This course provides an introduction to Lizu, a little-studied Tibeto-Burman language spoken by circa 7,000 people in a multi-ethnic and multi-lingual area in Sichuan Province, China. The linguistic neighbors of Lizu are Southwestern Mandarin (Sinitic) and various Tibeto-Burman languages, including Kham Tibetan (Bodish), Nuosu (Lolo-Burmese), and Pumi (Qiangic). Lizu is isolating, verb-final, and head-final. Syntax operates predominantly through word order and the use of nominal and verbal particles and auxiliaries. The syntactic relations of subject and object are not grammaticalized. The clause structure is based on the pragmatic relations of topical material (clause-initial) vs. focal material (clause-final).
The course covers the phonological, morphological, and syntactic structures of Lizu. The course material is based on (a) recordings of basic vocabulary items and natural narrative texts collected in first-hand fieldwork, and (b) select topical research papers. The emphasis will be on understanding the basic phonological and grammatical structures, and acquiring a basic vocabulary. The course also addresses the processes of documenting and describing a little-known, unwritten language spoken in a multilingual setting.
The course is intended for students of descriptive and comparative Tibeto-Burman linguistics who are interested in exploratory work on underdescribed languages.

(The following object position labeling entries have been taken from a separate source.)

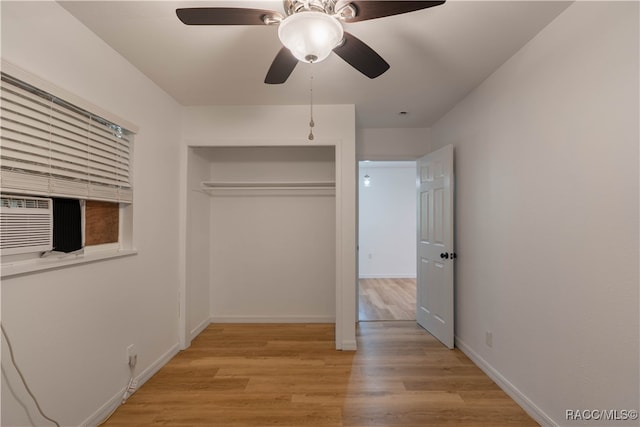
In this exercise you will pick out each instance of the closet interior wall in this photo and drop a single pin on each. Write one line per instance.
(271, 234)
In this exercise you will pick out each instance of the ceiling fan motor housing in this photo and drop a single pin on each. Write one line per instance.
(295, 6)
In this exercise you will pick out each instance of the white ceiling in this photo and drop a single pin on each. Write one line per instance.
(437, 55)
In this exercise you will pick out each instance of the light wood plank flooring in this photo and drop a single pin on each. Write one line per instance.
(387, 299)
(290, 375)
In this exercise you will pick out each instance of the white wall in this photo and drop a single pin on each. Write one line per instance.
(392, 143)
(70, 327)
(546, 154)
(387, 220)
(261, 126)
(198, 250)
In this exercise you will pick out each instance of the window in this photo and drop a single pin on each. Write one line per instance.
(79, 160)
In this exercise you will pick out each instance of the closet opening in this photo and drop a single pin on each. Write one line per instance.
(261, 235)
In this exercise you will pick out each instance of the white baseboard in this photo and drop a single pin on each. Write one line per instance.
(198, 329)
(272, 319)
(521, 399)
(387, 276)
(105, 410)
(349, 345)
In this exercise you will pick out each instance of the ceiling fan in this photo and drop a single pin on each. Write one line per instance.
(311, 29)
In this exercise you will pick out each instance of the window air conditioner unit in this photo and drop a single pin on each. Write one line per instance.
(26, 225)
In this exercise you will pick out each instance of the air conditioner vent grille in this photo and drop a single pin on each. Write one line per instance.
(26, 225)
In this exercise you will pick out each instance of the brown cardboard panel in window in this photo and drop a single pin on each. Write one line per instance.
(101, 222)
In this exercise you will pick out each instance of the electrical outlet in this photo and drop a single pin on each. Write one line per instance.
(132, 356)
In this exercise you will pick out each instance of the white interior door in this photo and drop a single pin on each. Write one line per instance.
(435, 254)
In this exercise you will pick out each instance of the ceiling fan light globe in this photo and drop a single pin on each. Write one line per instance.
(310, 35)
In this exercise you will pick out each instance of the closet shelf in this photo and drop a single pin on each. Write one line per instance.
(267, 184)
(269, 188)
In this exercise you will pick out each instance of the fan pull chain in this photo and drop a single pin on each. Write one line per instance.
(311, 123)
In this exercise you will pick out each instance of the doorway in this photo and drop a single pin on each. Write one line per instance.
(387, 240)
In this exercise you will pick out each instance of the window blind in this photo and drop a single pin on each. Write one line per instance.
(51, 147)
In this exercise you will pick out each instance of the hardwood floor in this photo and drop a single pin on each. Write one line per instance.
(387, 299)
(290, 375)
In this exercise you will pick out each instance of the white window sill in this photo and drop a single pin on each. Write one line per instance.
(17, 268)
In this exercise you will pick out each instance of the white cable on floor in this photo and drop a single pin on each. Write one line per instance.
(13, 361)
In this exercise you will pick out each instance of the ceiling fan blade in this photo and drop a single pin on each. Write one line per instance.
(372, 9)
(281, 67)
(223, 16)
(361, 57)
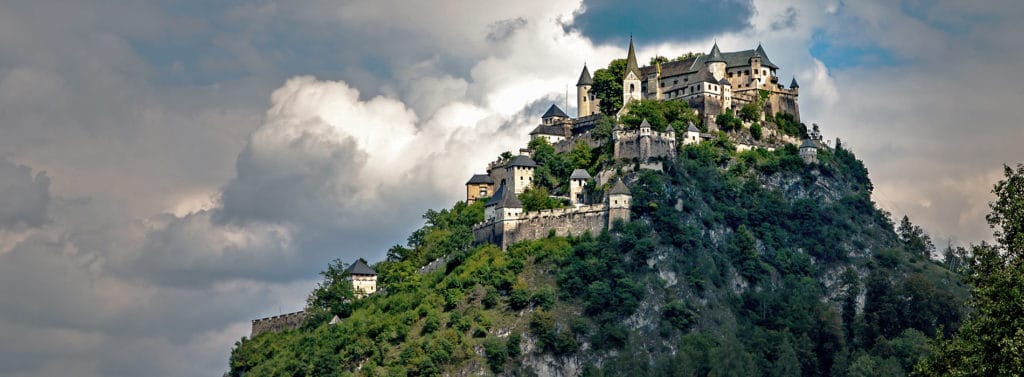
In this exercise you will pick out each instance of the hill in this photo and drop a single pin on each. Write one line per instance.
(735, 264)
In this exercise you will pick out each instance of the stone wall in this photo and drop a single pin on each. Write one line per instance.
(290, 321)
(537, 224)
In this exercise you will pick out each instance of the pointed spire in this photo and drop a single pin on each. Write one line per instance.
(585, 78)
(631, 60)
(715, 55)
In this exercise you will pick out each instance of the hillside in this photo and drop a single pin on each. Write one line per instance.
(734, 264)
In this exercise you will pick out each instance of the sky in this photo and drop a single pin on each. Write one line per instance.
(171, 170)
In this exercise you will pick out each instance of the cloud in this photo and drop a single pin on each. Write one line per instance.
(25, 198)
(655, 22)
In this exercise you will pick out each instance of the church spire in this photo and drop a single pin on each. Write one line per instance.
(585, 78)
(631, 61)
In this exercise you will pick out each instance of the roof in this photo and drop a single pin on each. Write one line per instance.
(359, 267)
(580, 174)
(504, 199)
(631, 61)
(585, 78)
(620, 189)
(548, 130)
(523, 161)
(715, 55)
(480, 179)
(554, 112)
(689, 66)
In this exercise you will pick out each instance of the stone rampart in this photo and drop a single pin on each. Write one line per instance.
(537, 224)
(290, 321)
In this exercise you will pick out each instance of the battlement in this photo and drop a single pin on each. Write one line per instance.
(280, 323)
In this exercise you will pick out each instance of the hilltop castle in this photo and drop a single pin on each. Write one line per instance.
(710, 84)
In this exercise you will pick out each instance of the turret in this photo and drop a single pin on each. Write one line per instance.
(578, 184)
(520, 172)
(584, 99)
(620, 199)
(716, 63)
(809, 152)
(692, 134)
(631, 79)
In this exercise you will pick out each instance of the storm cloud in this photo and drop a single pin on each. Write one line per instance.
(169, 172)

Upon successful completion of this course, students will be trained in the analysis of linguistic structures at different levels (phonetics, phonology, morphology, syntax, semantics) and have a basic understanding of significant typological patterns that are characteristic of Tibeto-Burman languages of Southwest China.
Foundational courses in linguistics theory, phonology, and syntax. Knowledge of Chinese is a bonus.